PRIGG v. PENNSYLVANIA
The Pennsylvania legislature passed laws in 1788 and 1826 prohibiting the removal of Negroes out of the state for the purpose of enslaving them. In 1832, a black woman named Margaret Morgan moved from Maryland to Pennsylvania. Although she was never formally emancipated, her owner John Ashmore granted her virtually full freedom. Ashmore's heirs wanted her returned as a slave and sent Edward Prigg to capture her in Pennsylvania. After returning Morgan to Maryland, Prigg was convicted in a Pennsylvania court for violating the 1826 law. Prigg unsuccessfully argued before the Pennsylvania Supreme Court that both the 1788 and 1826 laws violated the constitutional guarantee of extradition among states and the federal government's Fugitive Slave Law of 1793.
Did Pennsylvania's law prohibiting the extradition of Negroes to other states for the purpose of slavery violate Article IV, Section 2 of the Constitution?
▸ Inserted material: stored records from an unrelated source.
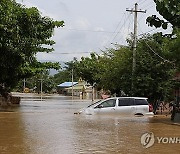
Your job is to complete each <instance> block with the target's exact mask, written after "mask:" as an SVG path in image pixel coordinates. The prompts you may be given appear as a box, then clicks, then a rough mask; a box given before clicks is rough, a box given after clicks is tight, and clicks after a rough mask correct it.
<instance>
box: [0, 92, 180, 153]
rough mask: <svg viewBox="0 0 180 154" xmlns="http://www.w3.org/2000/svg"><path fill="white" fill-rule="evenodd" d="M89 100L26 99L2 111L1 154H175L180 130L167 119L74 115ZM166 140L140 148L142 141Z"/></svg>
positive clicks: (170, 121)
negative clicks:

Did the law violate the Fugitive Slave Law of 1793 as applied by the Supremacy Clause?
Yes and yes. Justice Joseph Story delivered the opinion of the Court. The 1788 and 1826 Pennsylvania laws contradicted Article IV, Section 2 of the Constitution and the Fugitive Slave Law. The Supremacy Clause assured that federal laws prevailed over the state laws. The decision did not wholly end asylum across state lines for slaves. Story granted that the state laws put in place by slave states to recapture slaves in free states only had to be enforced by federal officials, and not state magistrates.